LTV Calculator

Customer Lifetime Value (LTV) is the total revenue you can expect from a customer over their entire relationship with your business. Enter average revenue per customer, gross margin, and churn rate to calculate LTV. Compare it against your Customer Acquisition Cost (CAC) to check whether your unit economics are healthy — an LTV:CAC ratio above 3:1 is generally considered strong.

All processing happens in your browser. No data is sent to any server.

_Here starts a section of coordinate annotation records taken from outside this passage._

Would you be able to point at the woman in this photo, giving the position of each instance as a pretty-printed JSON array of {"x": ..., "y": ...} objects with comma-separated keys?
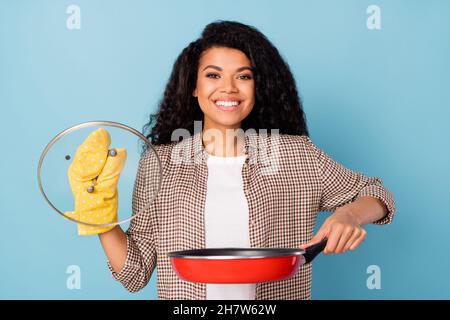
[{"x": 234, "y": 188}]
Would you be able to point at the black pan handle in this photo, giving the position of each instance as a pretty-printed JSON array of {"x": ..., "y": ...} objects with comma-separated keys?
[{"x": 312, "y": 251}]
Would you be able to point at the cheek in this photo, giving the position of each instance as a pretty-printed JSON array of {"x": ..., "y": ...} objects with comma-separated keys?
[{"x": 205, "y": 89}]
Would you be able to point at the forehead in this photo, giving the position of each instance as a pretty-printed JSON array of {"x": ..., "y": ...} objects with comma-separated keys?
[{"x": 224, "y": 57}]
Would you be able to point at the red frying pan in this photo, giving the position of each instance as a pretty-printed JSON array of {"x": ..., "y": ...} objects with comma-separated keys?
[{"x": 241, "y": 265}]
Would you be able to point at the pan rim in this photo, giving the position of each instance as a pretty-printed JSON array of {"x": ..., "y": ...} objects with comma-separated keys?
[{"x": 218, "y": 253}]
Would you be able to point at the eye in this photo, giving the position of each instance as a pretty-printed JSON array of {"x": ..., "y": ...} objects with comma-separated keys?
[
  {"x": 212, "y": 75},
  {"x": 245, "y": 77}
]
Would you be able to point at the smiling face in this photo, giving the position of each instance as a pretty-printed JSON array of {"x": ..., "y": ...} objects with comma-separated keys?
[{"x": 225, "y": 88}]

Frequently Asked Questions

What is customer lifetime value (LTV)?
LTV is the total revenue a business expects to earn from a single customer over the entire duration of the relationship. It is used to determine how much you can afford to spend acquiring a customer (CAC) while remaining profitable.
What is the simple LTV formula?
For subscription businesses: LTV = Monthly ARPU / Monthly Churn Rate. For example, with $79 ARPU and 3% monthly churn: LTV = $79 / 0.03 = approximately $2,633. This assumes constant ARPU and a constant churn probability each month.
What is a good LTV:CAC ratio?
The benchmark for a healthy SaaS business is 3:1 or higher (LTV at least three times CAC). Below 3:1 usually means the business is spending too much to acquire customers relative to what they generate. Above 5:1 may indicate underinvestment in growth.
What is the payback period and why does it matter?
Payback period = CAC / Monthly ARPU. It shows how many months of revenue are needed to recoup the cost of acquiring a customer. Shorter payback periods (under 12 months) mean faster cash recovery and less dependence on outside capital for growth.